Jordan's King Abdullah on Sunday dissolved the country’s parliament and appointed veteran politician Hani Mulqi as caretaker prime minister, Reuters reported.
Mulqi has been charged by the king with organizing new elections by October.
The king accepted the resignation of Prime Minister Abdullah Ensour before appointing Mulqi by royal decree. Under the constitutional rules the election must be held within four months, noted Reuters.
Jordan's main political opposition comes from the Muslim Brotherhood movement but it faces increasing legal curbs on its activities, leaving mostly pro-monarchy parties and some independent Islamists and politicians to compete in these elections, political analysts say.
The Jordanian branch of the Muslim Brotherhood was designated by the kingdom as a terrorist group in December of 2014 and one of its top members was later charged with "souring ties with a foreign country" by criticizing the United Arab Emirates (UAE).
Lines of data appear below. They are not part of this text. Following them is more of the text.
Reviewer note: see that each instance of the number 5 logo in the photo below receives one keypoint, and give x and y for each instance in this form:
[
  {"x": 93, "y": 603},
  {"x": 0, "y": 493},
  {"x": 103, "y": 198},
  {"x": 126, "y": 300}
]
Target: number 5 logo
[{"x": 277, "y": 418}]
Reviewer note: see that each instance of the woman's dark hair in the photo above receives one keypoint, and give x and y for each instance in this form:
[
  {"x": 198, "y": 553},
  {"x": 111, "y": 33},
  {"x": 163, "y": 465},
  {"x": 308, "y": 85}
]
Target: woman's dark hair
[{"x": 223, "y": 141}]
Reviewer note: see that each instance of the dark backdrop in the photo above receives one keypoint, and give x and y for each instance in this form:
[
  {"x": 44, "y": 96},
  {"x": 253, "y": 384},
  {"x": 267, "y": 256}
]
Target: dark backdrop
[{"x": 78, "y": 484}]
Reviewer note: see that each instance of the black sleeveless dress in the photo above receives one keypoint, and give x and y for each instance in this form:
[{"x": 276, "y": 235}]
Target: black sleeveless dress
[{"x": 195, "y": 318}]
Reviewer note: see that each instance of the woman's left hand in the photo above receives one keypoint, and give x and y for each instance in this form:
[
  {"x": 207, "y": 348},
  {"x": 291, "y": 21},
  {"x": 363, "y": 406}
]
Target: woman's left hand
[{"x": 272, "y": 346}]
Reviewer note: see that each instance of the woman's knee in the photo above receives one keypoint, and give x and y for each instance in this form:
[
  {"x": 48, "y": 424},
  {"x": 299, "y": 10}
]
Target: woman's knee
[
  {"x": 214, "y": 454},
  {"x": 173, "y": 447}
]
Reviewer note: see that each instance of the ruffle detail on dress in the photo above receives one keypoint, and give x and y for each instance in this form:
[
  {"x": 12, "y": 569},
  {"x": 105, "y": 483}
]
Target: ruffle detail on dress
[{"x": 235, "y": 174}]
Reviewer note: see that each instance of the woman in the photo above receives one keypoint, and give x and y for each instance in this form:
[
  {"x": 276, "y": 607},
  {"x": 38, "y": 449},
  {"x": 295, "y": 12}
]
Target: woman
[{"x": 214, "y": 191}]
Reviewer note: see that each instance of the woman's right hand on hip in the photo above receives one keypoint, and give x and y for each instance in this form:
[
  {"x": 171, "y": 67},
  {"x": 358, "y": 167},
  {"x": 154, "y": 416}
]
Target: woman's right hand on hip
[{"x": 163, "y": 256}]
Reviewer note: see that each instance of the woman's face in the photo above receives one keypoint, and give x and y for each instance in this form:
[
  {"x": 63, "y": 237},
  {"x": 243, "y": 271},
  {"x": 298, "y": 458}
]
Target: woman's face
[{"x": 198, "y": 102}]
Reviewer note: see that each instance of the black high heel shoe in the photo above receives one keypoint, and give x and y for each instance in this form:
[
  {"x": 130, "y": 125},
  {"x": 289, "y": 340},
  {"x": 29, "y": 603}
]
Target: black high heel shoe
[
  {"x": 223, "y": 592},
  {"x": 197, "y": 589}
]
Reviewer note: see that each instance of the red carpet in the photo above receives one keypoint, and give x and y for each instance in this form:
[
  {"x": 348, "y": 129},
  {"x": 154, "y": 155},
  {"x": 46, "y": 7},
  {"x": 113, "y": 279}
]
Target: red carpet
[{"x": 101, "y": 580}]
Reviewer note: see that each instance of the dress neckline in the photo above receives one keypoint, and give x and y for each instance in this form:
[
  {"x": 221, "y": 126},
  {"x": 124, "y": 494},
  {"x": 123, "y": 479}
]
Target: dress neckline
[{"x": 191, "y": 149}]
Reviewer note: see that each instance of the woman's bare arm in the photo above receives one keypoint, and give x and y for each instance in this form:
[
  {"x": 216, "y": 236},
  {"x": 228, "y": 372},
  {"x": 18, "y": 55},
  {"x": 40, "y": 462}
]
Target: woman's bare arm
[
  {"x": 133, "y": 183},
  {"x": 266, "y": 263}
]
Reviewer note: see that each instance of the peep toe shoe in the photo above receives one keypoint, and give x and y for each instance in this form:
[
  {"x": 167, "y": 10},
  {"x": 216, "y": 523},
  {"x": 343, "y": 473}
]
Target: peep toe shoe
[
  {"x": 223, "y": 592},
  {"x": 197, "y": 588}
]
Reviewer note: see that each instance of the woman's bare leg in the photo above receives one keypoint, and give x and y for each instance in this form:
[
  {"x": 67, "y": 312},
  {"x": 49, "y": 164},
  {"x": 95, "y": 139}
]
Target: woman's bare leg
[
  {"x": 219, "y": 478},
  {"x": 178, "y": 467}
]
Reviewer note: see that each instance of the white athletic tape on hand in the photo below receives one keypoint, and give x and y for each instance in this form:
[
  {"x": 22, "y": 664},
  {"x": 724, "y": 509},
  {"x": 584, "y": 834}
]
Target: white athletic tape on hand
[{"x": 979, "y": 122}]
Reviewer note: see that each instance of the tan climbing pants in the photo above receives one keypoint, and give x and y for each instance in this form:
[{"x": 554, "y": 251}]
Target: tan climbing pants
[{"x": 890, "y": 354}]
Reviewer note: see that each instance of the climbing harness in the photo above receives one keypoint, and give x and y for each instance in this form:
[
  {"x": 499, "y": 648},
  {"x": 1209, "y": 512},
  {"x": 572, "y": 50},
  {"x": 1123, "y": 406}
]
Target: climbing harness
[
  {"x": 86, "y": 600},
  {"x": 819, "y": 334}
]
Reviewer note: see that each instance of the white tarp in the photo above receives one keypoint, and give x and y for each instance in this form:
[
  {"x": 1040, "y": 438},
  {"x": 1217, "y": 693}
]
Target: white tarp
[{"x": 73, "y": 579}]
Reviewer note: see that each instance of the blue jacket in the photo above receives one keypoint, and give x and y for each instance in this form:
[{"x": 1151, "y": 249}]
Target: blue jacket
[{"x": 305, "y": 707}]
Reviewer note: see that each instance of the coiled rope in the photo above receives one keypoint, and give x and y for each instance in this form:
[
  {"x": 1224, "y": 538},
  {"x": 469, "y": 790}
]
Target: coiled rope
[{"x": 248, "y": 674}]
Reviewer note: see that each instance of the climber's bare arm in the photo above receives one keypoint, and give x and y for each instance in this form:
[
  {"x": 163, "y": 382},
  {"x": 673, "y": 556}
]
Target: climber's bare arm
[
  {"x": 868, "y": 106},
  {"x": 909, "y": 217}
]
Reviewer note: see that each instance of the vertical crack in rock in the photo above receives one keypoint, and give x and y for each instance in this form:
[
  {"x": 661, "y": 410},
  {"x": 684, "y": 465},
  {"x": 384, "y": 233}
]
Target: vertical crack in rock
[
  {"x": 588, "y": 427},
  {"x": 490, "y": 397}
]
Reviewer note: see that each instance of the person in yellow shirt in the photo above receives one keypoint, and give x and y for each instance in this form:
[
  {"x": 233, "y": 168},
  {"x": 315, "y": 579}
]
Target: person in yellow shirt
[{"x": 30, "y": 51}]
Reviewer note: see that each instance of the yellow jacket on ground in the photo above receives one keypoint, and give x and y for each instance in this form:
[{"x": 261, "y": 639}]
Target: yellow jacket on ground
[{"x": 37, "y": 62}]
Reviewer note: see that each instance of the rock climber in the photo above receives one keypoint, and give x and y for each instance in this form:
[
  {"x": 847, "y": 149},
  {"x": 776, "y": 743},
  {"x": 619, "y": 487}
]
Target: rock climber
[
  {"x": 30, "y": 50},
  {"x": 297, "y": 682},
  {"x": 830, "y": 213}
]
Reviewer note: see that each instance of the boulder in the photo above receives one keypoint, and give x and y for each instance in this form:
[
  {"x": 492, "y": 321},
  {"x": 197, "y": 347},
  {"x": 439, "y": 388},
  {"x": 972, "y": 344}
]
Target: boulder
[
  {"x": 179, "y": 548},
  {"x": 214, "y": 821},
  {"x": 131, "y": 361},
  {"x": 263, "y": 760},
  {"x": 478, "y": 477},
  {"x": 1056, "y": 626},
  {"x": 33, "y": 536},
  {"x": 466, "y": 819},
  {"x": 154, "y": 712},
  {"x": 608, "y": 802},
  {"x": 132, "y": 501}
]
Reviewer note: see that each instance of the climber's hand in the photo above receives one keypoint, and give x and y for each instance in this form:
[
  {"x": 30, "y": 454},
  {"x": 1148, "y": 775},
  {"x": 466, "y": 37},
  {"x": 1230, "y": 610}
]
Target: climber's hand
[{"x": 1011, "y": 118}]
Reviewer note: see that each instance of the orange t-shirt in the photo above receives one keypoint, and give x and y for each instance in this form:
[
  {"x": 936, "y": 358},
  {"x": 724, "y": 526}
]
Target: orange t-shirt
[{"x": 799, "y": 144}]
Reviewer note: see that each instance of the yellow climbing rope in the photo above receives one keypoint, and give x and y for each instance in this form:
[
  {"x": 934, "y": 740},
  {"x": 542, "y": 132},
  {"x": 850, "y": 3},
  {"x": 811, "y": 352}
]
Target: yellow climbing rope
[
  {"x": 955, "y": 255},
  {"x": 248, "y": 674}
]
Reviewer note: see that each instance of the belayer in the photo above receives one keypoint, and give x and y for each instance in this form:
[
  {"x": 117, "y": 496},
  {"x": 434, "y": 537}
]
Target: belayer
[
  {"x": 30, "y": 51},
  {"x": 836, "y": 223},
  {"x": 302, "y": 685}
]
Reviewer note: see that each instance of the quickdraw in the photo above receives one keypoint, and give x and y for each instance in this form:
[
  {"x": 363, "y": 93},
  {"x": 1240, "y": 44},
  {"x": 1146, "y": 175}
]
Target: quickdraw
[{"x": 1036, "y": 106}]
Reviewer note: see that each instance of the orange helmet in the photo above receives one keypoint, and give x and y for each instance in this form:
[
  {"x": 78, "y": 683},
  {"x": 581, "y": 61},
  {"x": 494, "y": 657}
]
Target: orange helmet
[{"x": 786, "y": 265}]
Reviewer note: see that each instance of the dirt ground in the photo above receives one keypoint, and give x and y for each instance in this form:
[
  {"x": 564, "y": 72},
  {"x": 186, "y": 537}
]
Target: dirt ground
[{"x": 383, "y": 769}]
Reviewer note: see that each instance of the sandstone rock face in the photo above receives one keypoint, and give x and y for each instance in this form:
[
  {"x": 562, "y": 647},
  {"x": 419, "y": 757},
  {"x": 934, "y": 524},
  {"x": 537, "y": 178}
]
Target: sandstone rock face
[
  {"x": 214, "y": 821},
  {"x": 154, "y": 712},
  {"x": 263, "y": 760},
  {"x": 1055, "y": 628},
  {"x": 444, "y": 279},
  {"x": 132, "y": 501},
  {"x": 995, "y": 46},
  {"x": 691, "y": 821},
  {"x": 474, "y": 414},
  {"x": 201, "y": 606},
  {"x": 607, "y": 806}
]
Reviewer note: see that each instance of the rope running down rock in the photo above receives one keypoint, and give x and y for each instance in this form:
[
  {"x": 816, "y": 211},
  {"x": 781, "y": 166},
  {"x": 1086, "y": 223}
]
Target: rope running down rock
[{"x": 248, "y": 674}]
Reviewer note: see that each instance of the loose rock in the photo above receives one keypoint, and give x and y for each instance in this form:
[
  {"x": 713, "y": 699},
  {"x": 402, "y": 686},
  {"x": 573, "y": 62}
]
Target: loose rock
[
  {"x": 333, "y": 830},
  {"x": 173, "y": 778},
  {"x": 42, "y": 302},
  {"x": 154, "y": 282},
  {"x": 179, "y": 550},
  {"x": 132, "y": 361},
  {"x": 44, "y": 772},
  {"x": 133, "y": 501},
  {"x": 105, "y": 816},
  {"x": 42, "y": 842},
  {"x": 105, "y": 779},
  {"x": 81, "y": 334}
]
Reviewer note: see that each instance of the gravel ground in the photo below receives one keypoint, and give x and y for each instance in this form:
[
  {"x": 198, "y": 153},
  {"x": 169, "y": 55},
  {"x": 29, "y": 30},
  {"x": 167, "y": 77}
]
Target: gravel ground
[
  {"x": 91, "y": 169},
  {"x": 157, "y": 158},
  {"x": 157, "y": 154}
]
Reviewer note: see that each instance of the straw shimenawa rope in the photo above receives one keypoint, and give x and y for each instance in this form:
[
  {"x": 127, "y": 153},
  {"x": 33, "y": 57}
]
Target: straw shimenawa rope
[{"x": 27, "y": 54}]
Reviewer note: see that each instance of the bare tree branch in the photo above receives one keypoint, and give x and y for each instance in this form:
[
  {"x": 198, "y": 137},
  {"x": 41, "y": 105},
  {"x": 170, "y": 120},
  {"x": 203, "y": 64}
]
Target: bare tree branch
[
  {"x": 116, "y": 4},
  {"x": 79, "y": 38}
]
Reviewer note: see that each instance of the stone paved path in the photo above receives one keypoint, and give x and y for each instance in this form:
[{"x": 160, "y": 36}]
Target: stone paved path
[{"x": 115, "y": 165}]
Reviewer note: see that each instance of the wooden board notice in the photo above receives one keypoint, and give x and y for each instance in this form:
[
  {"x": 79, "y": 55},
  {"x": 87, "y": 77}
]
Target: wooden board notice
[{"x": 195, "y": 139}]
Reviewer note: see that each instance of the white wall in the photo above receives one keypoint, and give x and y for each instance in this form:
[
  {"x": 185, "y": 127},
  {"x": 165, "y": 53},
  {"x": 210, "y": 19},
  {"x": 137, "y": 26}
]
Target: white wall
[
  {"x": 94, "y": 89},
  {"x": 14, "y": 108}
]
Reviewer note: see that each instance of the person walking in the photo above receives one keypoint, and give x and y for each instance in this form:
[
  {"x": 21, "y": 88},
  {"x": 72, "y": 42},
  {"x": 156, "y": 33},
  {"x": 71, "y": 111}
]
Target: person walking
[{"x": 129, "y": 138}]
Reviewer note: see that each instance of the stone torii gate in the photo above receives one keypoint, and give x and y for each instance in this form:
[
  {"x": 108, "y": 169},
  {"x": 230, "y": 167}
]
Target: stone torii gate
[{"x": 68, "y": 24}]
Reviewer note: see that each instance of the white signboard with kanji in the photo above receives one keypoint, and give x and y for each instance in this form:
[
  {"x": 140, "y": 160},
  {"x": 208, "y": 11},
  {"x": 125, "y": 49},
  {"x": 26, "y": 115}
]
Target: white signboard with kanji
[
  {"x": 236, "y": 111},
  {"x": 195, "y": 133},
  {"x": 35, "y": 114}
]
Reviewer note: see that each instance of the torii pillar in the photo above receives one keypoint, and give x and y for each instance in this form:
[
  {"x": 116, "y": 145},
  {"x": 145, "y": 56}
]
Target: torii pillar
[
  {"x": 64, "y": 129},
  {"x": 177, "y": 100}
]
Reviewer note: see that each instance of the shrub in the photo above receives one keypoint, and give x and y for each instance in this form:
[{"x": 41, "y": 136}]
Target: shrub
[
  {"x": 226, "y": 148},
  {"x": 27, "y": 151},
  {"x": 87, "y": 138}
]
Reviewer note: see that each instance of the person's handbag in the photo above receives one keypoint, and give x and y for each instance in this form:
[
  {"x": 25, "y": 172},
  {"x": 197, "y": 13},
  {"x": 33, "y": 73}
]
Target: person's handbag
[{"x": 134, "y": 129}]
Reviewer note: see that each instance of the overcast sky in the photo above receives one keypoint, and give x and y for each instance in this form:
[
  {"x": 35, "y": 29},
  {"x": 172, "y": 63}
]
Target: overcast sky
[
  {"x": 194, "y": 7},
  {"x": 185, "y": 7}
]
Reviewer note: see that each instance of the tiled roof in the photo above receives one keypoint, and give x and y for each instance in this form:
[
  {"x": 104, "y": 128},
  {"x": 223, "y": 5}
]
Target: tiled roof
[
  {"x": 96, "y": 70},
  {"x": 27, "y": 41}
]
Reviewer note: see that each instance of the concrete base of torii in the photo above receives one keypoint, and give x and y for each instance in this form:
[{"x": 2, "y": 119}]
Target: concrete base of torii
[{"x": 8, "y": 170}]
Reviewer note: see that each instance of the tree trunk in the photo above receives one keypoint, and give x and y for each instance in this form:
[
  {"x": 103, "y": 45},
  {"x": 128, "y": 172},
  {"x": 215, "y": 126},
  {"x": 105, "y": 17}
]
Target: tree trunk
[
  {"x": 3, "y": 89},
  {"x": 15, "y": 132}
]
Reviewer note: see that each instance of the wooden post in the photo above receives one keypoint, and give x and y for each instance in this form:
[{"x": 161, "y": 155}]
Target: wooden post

At the same time, compared with the tough crackdowns on Islamist groups in Egypt and Gulf countries, Jordanian authorities have been relatively tolerant of the Brotherhood's presence.
The Brotherhood wants sweeping political reforms but stops short of demanding the overthrow of the monarchy in Jordan, noted Reuters.
Its political arm in Jordan, the Islamic Action Front, represents many disenfranchised Jordanians of Palestinian origin, who are in the majority in the population of seven million and live mostly in urban areas.
Though Jordan has a peace treaty with Israel, the country’s parliament, which is made up mostly of Islamists, remains anti-Israel and its members have more than once called to annul the peace treaty.